Seluruh warga memilih: Pemilih muslim memilih para kandidat dari kalangan muslim, dan non-muslim memilih kandidat dari non-muslim. Jadi, warga non-muslim memilih di daerahnya sendiri kandidat yang juga non-muslim, laki-laki, telah berusia dua puluh dua tahun dan berijazah SMA, sebagaimana perempuan memilih perempuan yang telah mencapai usia tiga puluh tahun dan berijazah SMA.

Fiqih Realitas:

Apa yang saya isyaratkan sebelumnya adalah apa yang kita temukan dalam prinsip-prinsip fiqih politik Islam yang saat ini tidak diberlakukan di negara-negara Muslim, yaitu wanita tidak bergaul dengan laki-laki dan ruang aktivitasnya adalah rumah. Karena itu, ia tidak seperti laki-laki dalam hal mengetahui siapa yang paling pantas dipilih.

Sedangkan fiqih realitas dalam harakah Islamiyah memaksa kita untuk membolehkan kaum perempuan untuk memilih, sebagaimana diatur dalam undang-undang pemilu buatan orang lain yang kita berlakukan. Maka, pada hari ini ketika kita berpartisipasi dalam pemilu, maka undang-undang pemilu dibuat oleh negara. Di antara undang-undang tersebut adalah perempuan memilih sama seperti laki-laki, tidak ada perbedaan di antara keduanya.

Undang-undang ini dibuat oleh orang lain. Dan apa yang diajarkan fiqih realitas adalah kita berinteraksi dengan undang-undang tersebut ketika kita ingin terlibat dalam pemilu, dan mendorong perempuan untuk masuk bilik suara seperti yang diperkenankan oleh undang-undang. Umumnya, yang berhak memberi suara adalah yang telah berusia delapan belas tahun.

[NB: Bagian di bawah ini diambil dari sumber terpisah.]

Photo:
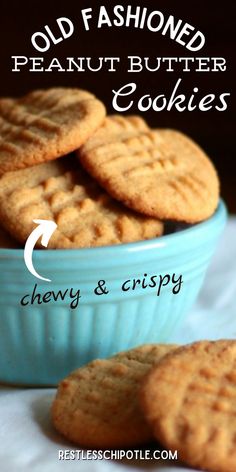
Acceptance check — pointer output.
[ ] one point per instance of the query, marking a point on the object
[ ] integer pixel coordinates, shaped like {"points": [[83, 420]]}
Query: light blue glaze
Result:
{"points": [[40, 344]]}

Kalau kita tidak melakukan hal tersebut, maka kita akan rugi, karena para pesaing kita akan dipilih oleh perempuan-perempuan mereka, dan kita pun rugi apabila tidak mendorong perempuan-perempuan kita untuk memilih.

Hal ini terjadi ketika seandainya di suatu negara terdapat harakah Islamiyah dan undang-undang pemilu di negara tersebut menetapkan seperempat anggota dewan adalah perempuan, misalnya, dan harakah Islamiyah bermaksud terlibat dalam pemilu tersebut. Jadi, ia berada di antara dua hal. Pertama, tidak memperkenakan perempuan-perempuan harakah Islamiyah untuk dicalonkan sebagai anggota dewan. Dengan demikian, harakah Islamiyah kehilangan seperempat kursi di dewan. Kedua, harakah Islamiyah mencalonkan perempuan yang berwawasan dan usianya telah matang (50 tahun misalnya) untuk mengisi kursi yang telah dialokasikan negara pembuat undang-undang untuk perempuan.

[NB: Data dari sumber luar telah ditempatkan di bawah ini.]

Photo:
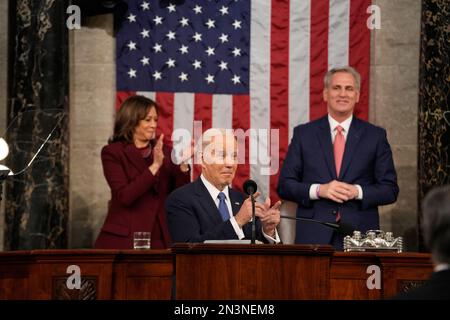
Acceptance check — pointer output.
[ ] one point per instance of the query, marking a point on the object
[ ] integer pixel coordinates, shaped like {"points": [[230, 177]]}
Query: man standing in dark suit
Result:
{"points": [[208, 209], [436, 232], [338, 168]]}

Pada alternatif pertama, harakah Islamiyah akan menjadi minoritas di parlemen karena ia telah melewatkan serempat kursi dewan yang dikhususkan bagi perempuan. Sedangkan pada alternatif kedua, bisa jadi harakah Islamiyah mayoritas dan membentuk pemerintahan, dan barangkali mayoritas tersebut dapat mengamandemen undang-undang.

Wanita dan Pemilu

Maksud saya menyebutkan syarat-syarat partisipasi perempuan dalam pemilu adalah ketika harakah Islamiyah menang dan membentuk pemerintahan, maka ia bisa membuat undang-undang pemilu sehingga bisa meletakkan syarat-syarat tersebut, agar pemilu memiliki muatan kesaksian. Dan ketika harakah Islamiyah telah mampu membut undang-undang, maka menurut saya perempuan tidak perlu terlibat dalam parlemen, sebagaimana sebelumnya saya berpendapat untuk membatasi partisipasi perempuan dalam pemilu.

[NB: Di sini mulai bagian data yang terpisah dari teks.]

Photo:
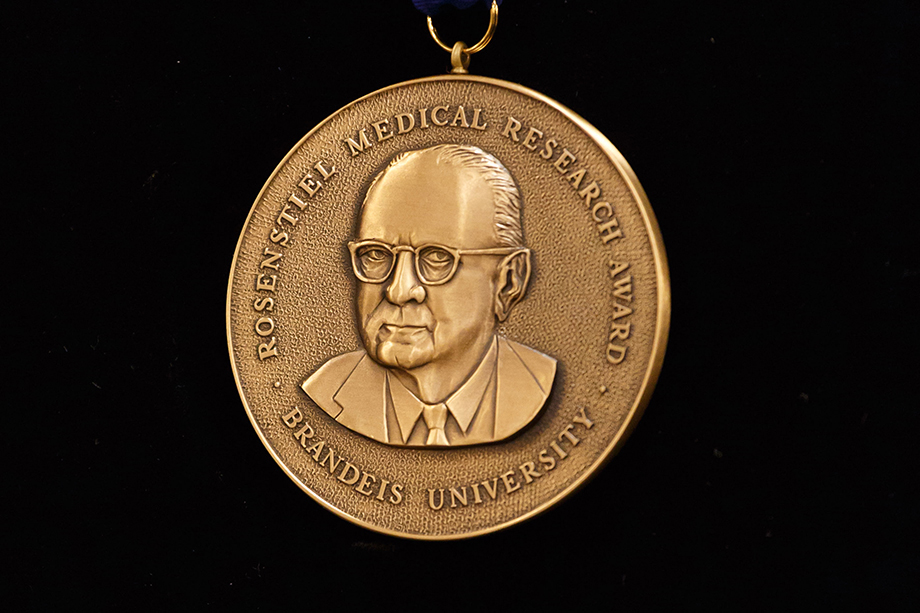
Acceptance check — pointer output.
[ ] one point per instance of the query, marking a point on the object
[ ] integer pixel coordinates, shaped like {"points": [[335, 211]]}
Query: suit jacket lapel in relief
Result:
{"points": [[353, 389]]}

1. Dr. Mushthafa as-Siba’i dalam bukunya al-Mar’ah bainal-Fiqh wal-Qanun mengatakan, “Saya nyatakan secara tegas bahwa kesibukan perempuan dalam ranah politik itu disikapi Islam secara tidak respek, jika bukan mengharamkannya. Bukan karena tidak memiliki kapasitas dan kemampuan, tetapi karena bahaya sosial yang timbul darinya dan karena jelas bertentangan dengan adab Islam.” (hlm. 161) Di banyak negara, militer termasuk para jenderal tidak diperkenankan terlibat dalam pemilu, sama seperti hakim. Apakah hal ini mengurangi nilai dan kedudukan mereka di tengah masyarakat? Begitu pula, undang-undang positif melarang pegawai negeri untuk berbisnis. Apakah hal ini mengurangi nilainya? Tidak terlibatnya perempuan dalam dewan perwakilan itu tidak mengurangi nilai perempuan, karena perempuan itu terlalu mulia untuk duduk di dewan perwakilan. Tugas perempuan adalah menciptakan generasi-generasi unggul yang menjadi pilar berdirinya masyarakat.

2. Di antara ulama yang berpandangan demokrasi adalah Syaikh Abdul Karim Zaidan dalam bukunya al-Mufashshal fi Ahkam al-Mar’ah wal-Bait al-Muslim (4/333). Ia berpendapat, “Perempuan tidak boleh menjadi anggota dewan karena sebab-sebab sebagai berikut:

a. Apabila tujuannya mencari rezki, maka perempuan itu ditanggung biaya hidupnya oleh walinya.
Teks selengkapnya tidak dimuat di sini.